Zarrour works as a financial consultant and entrepreneur, which continues the theme of travel in his life, this time between New York, Chicago and Los Angeles. He has recently settled in New York.
He operates a hedge fund, teaches acrobatics and yoga, works with the homeless and tries to be involved in Jewish, Muslim, Israeli and Arabic communities.
Zarrour was invited to participate in TEDx Youngstown because of an interaction with an Israeli woman he shared on Instagram.
While living in LA, he approached a neighbor with an Israeli flag on their porch.
“I wanted to interact with this person because I love challenging the barriers that are found in the Israeli, Muslim and Arabic communities in a non-combative way,” Zarrour said.
When Zarrour revealed that he was Arabic the woman stepped away from him and asked if she should be scared of him.
“[She said] she was told that all Muslims and Arabs hate the Israelis and the Jews and they want us dead,” Zarrour said. “After some more talking, the next day she came to my house and brought over her crystals and wanted to get to know me better.”
This desire arose from an experience Zarrour had in 2006. He had spent most of the year in Brazil, and arrived in Lebanon a few weeks before war broke out.
“At 19 years old, having the experience of helping people through wreckage, trying to survive, trying to find survivors is a powerful experience,” Zarrour said.
Zarrour fled Lebanon to Syria for a week, bouncing around from place to place because he didn’t want to burden anyone.
“Two hours after I left Syria, my house got hit,” Zarrour said. “One of my cousins was killed, most of my family was badly injured. I just remembered I had so much hate in my heart, especially towards the Jewish people and the Israelis,” Zarrour said.
Following that experience, he returned to the United States. Zarrour said that through his anger and pain arose a desire to understand the Jewish community and the Israelis. He wanted to understand how the war could have happened.
“I kept seeking out people of Jewish and Israeli decent. What was fascinating to me, when I was asking questions like: how can you justify killing, how could you justify this, they in return would ask this question word for word to me,” Zarrour said.
He said he realized that both groups see the other as their persecutors because they want peace.
“We both wanted peace, and we all wanted this violence resolved,” Zarrour said. “The difference between the two groups is that the Israelis and the Jews wanted peace for themselves. The Arabs and Muslims only wanted peace for themselves.
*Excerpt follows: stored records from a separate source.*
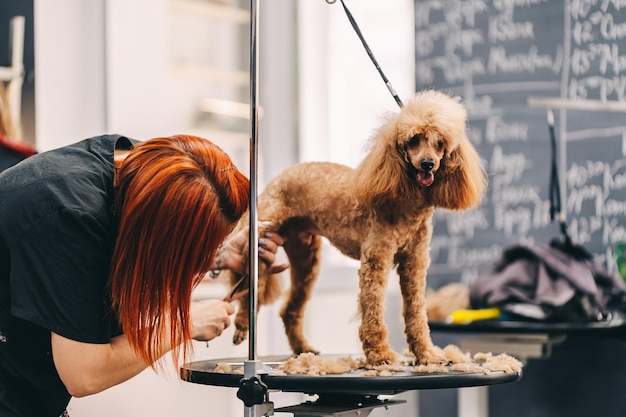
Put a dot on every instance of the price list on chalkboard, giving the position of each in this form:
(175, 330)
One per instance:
(512, 61)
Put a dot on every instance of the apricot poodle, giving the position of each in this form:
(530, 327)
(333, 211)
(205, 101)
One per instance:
(380, 214)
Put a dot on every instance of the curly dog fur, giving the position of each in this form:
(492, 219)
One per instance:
(379, 213)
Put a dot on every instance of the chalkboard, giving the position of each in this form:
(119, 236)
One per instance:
(511, 60)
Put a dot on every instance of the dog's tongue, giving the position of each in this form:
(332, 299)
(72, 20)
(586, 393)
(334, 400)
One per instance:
(425, 178)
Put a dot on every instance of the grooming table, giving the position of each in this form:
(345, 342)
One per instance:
(338, 395)
(522, 339)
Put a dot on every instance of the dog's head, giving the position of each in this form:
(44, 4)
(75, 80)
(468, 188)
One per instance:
(424, 149)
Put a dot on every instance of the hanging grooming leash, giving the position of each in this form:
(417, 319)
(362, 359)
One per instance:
(355, 26)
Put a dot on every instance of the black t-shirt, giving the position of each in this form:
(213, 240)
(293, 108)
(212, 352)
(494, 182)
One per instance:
(12, 153)
(57, 233)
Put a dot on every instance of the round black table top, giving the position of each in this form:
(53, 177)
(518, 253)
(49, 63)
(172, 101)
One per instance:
(515, 326)
(203, 372)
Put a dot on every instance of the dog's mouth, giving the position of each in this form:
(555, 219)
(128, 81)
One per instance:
(425, 178)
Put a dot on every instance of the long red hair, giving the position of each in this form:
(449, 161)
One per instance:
(176, 199)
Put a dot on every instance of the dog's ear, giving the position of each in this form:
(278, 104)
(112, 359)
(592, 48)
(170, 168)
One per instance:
(382, 172)
(462, 182)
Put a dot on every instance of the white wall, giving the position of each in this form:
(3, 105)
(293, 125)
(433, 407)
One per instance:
(69, 71)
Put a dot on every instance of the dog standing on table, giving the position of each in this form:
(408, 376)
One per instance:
(379, 213)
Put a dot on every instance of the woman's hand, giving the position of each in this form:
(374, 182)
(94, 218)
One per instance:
(230, 254)
(209, 318)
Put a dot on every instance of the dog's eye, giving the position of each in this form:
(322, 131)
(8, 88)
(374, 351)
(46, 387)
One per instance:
(414, 141)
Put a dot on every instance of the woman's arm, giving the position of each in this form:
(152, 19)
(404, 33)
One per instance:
(87, 368)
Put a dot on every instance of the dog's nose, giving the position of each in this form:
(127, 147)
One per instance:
(427, 164)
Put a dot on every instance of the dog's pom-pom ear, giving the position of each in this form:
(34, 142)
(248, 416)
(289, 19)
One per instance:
(382, 172)
(462, 181)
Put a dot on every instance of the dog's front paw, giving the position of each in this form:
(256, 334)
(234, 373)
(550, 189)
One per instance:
(433, 356)
(385, 357)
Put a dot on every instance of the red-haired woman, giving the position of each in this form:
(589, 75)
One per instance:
(101, 244)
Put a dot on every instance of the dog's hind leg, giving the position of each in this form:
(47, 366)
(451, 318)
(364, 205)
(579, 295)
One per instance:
(375, 267)
(303, 250)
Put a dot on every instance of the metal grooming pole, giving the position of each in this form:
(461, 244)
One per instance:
(251, 390)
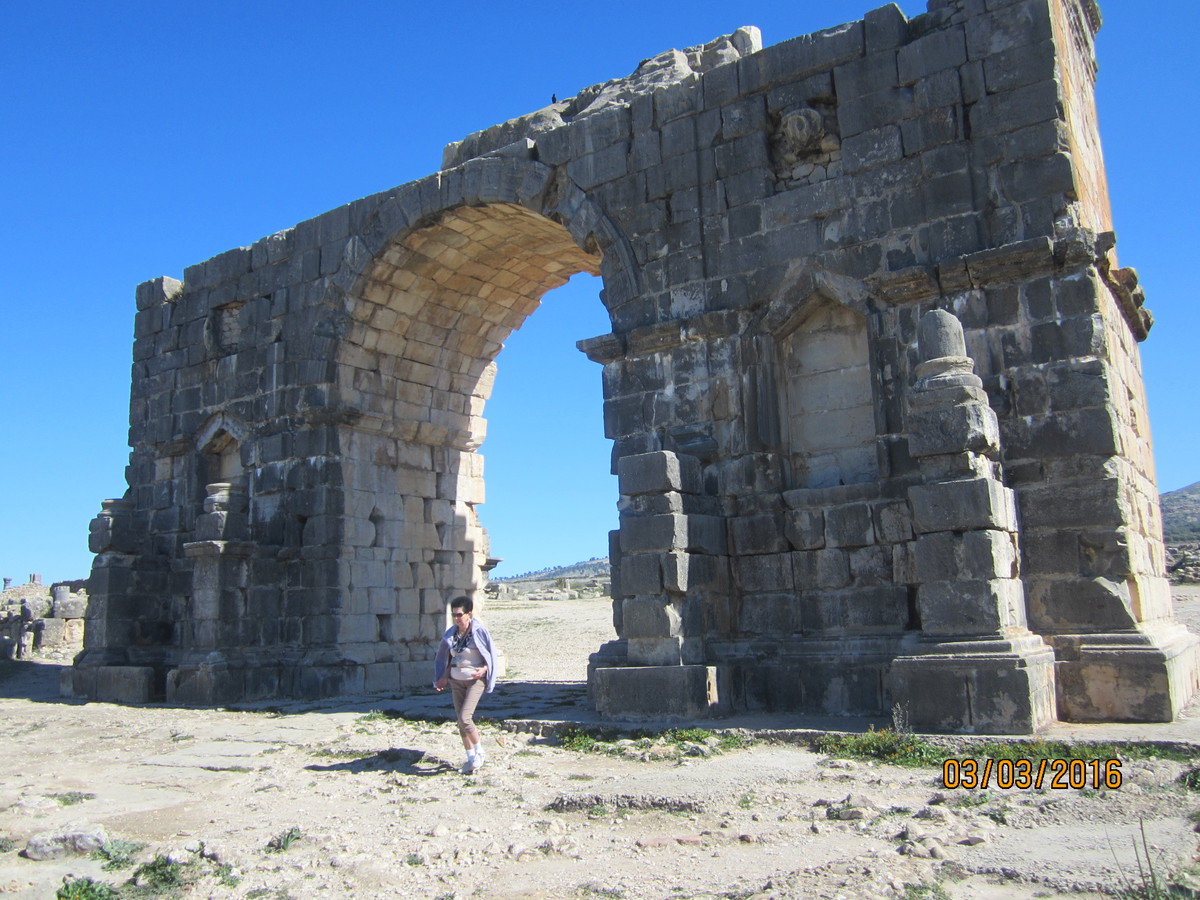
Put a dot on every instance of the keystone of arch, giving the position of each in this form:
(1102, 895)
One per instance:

No one wanted collective peace.”
Zarrour said he wants to help bridge the gap between the cultures, to help people change their hearts and help people.
“I am glad I went through this experience because it made me the person that I am today. No matter how hard or difficult a day I might have had, I realize it is not a bad day,” Zarrour said. “I know what a bad day is like; I have lived it.”
He said his TED talk will focus on developing empathy when the world presents you with hate.
“What were the thought processes that were going through my mind during those events that helped me develop empathy? I want to talk about how through traumatic, significant events that can make us develop hate, we can shift that and become empathetic,” Zarrour said.
Zarrour said it saddens him to see close-mindedness and ignorance in the community around issues like LGBTQ rights, racism and culture in general.
“I am very confident in putting myself out there and being a target,” Zarrour said. “I am comfortable telling people about being a refugee due to a conflict. I want to attack this hatred in Youngstown and address it and maybe open people’s minds.”
He said he’s had the experience of a refugee.
“I don’t know the years-on-end experience because I was lucky enough to have my family get me out, but I have tasted enough of it to say, ‘Wow, I can probably change things and perspectives a little bit,’” Zarrour said.
Zarrour said he strives to better Arab-Israeli relations through empathetic, safe communication and culturally conscious actions.
“I want people to walk away from this TED talk with three things: how to develop empathy after a traumatic experience, belief that they can change something and how to get about getting involved,” Zarrour said. “One person can make a change. I want people to walk away from this understanding that.”
He said he and 11 other people will be wearing T-shirts he created stating “I am the change.”
“We cannot rely on other people to be the change; we have to be the change and make a difference,” Zarrour said.